Was ist denn der Grund für diese oft ausgeprägte Vorstiegsangst, die einem den Spaß am Klettern vermiesen kann?

Das hat etwas mit dem Thema Kontrolle zu tun… und mit Selbstfürsorge. Diese Angst haben oft Menschen, die weit weg von sich sind, die nicht bei sich sind und nicht die Routine im Vorstieg haben. Wenn man sie ignoriert und sich zwingt, dennoch vorzusteigen, weil es die anderen Kletterer ja auch tun, kann das einen gegenseitigen Effekt haben und die Angst sogar verstärken. Das kann bis zu einer Panikattacke führen.

Was kann man dagegen tun? Sturztraining?

Sturztraining trägt dazu bei, dass ich mir und meiner Kletterpartnerin oder meinem Kletterpartner anders vertrauen kann. Sturztraining hilft, das Vertrauen zu steigern und das hilft mir, mich eventuell einen Schritt weiter zu trauen. Als zweiter Punkt spielt die Routine eine Rolle: Je öfter ich etwas mache, umso mehr gehört es zu dem Sport dazu. Wenn ich nie stürze, werde ich auch immer Angst davor haben. Wichtig ist, sich in kleinen Schritten und im eigenen Tempo ans Sturztraining heranzuwagen. Erst im Toprope – und wenn das ‚langweilig‘ wird, fange ich mit Clip and Drop an… Zu spät, um mit dem Vorsteigen zu beginnen, ist es aber nie.

Du bietest in deiner Kletter-Werkstatt speziell für Frauen Kurse an: Weshalb das?

Frauen haben andere Bedürfnisse als Männer. In gemischten Gruppen aber fällt es ihnen schwerer, diese zu äußern als in reinen Frauenkursen. Unter Frauen ist es eine ganz andere Kommunikation. Ich möchte ihnen in den Frauenkursen die Möglichkeit geben, nur auf ihre Bedürfnisse einzugehen. Ich kann das Problem zwar nicht für sie lösen, aber wir können gemeinsam viele Schritte gehen. Die Gruppendynamik ist dabei enorm wichtig, kleine Erfolge helfen, mehr bei sich zu sein – das setzt Energie frei. Ich denke aber, dass Frauen grundsätzlich lernen müssen, mehr für sich zu sorgen – und das nicht nur beim Klettern. Wenn wir eine wirkliche Gleichheit zwischen Mann und Frau hätten, wären diese Kurse wahrscheinlich nicht mehr notwendig. So helfen sie Frauen dabei, weiter in die Emanzipation zu kommen.

Was rätst du kletternden Frauen?

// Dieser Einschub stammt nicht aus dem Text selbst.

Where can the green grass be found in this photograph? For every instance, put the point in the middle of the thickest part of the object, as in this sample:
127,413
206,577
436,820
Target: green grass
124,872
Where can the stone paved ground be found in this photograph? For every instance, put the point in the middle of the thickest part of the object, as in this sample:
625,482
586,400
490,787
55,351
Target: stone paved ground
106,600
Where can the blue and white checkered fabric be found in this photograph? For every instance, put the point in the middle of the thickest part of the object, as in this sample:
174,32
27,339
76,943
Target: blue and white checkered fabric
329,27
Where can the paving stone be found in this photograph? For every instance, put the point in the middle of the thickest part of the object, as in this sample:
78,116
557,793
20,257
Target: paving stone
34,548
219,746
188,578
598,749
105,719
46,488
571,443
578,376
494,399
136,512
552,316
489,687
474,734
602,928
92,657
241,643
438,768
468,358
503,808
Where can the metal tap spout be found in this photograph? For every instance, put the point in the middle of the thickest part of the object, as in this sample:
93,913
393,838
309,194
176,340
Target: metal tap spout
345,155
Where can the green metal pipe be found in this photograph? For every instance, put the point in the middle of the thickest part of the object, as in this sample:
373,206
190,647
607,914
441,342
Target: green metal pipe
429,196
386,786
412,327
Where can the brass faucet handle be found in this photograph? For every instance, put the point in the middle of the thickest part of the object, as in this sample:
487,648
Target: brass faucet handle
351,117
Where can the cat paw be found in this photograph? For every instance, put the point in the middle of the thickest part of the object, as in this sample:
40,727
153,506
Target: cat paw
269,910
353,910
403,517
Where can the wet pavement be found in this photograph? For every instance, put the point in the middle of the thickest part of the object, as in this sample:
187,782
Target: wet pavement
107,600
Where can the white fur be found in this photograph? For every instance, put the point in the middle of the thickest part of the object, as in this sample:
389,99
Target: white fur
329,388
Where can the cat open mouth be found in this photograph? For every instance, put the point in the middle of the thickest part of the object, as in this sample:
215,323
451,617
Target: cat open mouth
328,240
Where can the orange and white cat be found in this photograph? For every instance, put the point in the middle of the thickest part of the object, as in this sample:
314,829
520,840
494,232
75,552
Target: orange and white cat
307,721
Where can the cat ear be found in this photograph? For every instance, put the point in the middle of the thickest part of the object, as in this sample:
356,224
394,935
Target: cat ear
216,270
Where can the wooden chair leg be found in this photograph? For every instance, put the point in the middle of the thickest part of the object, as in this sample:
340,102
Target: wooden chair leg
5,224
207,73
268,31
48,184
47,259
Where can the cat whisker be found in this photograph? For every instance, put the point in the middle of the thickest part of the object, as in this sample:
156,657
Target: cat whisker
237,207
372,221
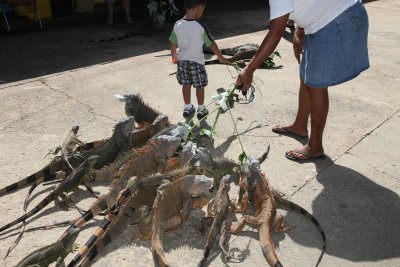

Sich auch einmal andere Partner als den eigenen Freund oder Mann, der die Touren für sie einhängt, zu suchen?

Unbedingt! Für Frauen, die normalerweise mit ihren Partnern klettern gehen und die ihre Touren eingehängt bekommen, ist es auch sinnvoll, mal mit Freundinnen oder anderen Kletterern unterwegs zu sein. Der Kletterer, der besser ist – also in unserem Fall der Mann -, ist in der Verantwortung. Oft ist es aber leider nicht so, dass an einem Klettertag auch ein Fels besucht wird, an dem auch die Frau Touren für sich findet. Sondern es wird zu dem Fels gegangen, an dem der Mann sein Projekt hat und für die Partnerin dann die meist nicht so tollen Aufwärmtouren eingehängt. Aus dieser Passivität sollten sich die Frauen aber unbedingt lösen, das ist dann aber ihre Aufgabe.

Dein Motto beim Klettern und Bouldern ist: Das Leben ist zu kurz, um nur in der Komfortzone abzuhängen. Aber ist es manchmal nicht auch einfach okay, nicht die eigenen Grenzen zu überschreiten und einfach mal chillig zu klettern – dann halt auch im Toprope?

Klar, das ist es. Ich bin grundsätzlich jemand, der sich selbst sehr gerne fordert. Deshalb habe ich mir dieses Motto ausgesucht. An oberster Stelle aber steht der Spaß. Wir sind keine Profikletterer und müssen nicht unser Geld mit dem Klettern verdienen. Das absolut Wichtigste ist, einen guten Tag mit Freunden am Fels zu haben.